After test start some time,if I need to see the continuously
data from DAQ module,so I send a “give me the real data” request to GenNet-server ,is the the GenNet-server capable to continuously send the measurement data with the messages back to the GenNet-client?I tried add with a Help Loop to repeat this ‘do something with result’ state,but it not work,I must have something misunderstand in your code somewhere.
Please bare with my poor understanding and explanation.
Teddy, I am not sure I understand your architecture yet. Do you want to acquire data from multiple DAQ modules and collect it in one place? Or do you want to use the data from one DAQ module in various places?
“after GenNet-server received configuration data from GenNet-client, then the DAQ module received the configuration data and start acquire”
Is the DAQ module actually (using) a GenNet client?
Joerg,
I want to acquire data from multiple DAQ modules and collect it in one place. I think the DAQ modules are GenNet-clients, because DAQ modules need to send the measurement data to the GenNet-server if the server want. In the sever side, I need listen the data from individual DAQ modules.
I am sorry I made this confused in last two comments.

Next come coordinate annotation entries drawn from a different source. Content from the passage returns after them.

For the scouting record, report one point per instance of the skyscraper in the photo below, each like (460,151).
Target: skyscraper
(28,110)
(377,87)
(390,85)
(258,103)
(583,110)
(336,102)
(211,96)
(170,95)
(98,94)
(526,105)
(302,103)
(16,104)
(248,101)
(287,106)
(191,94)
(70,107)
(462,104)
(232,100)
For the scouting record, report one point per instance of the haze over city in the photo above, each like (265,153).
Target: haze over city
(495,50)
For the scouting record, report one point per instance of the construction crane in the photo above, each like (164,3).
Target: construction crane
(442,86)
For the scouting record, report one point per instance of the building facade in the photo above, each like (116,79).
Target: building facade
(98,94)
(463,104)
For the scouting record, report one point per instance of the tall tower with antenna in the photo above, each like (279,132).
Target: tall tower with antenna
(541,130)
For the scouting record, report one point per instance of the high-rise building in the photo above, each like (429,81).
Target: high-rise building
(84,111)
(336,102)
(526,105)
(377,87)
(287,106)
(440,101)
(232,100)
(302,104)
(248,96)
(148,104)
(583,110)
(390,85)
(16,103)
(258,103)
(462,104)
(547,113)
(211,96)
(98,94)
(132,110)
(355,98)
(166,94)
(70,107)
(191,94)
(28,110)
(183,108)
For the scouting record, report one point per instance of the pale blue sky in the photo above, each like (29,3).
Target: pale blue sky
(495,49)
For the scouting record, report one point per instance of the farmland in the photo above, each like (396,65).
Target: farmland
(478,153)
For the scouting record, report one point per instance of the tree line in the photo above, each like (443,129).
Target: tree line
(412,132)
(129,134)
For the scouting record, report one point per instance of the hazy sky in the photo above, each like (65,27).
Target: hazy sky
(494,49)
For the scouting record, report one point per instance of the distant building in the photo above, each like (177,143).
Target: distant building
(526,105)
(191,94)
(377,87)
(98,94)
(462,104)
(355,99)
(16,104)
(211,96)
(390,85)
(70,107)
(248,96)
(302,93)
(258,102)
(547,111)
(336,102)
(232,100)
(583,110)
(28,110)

I’m afraid that there is no other way with our GenNet modules than to just send all data, message after message. The “collector” has no way of telling the DAQ modules to start or stop sending data. The DAQ modules need to send all data and leave it to the collector to decide wether to display or discard it. Technically, you would create a request, similar to how you send the “give me my configuration data” (which then returns the config data to the DAQ module in the reply). Anyhow, that should work just fine right out of the box.
You could also create a separate, proprietary channel (TCP or UDP) with the LabVIEW networking primitives. You’d use the GenNet mechanism for control messages, but stream the actual data over a separate and different network connection.
Excellent work!
Hi Joerg, this module looks really nice!
Thanks a lot for sharing it, I’ll be playing around with it.
Hey Antoine, great to hear that you’re looking into it. I hope you can make it work for your use-case.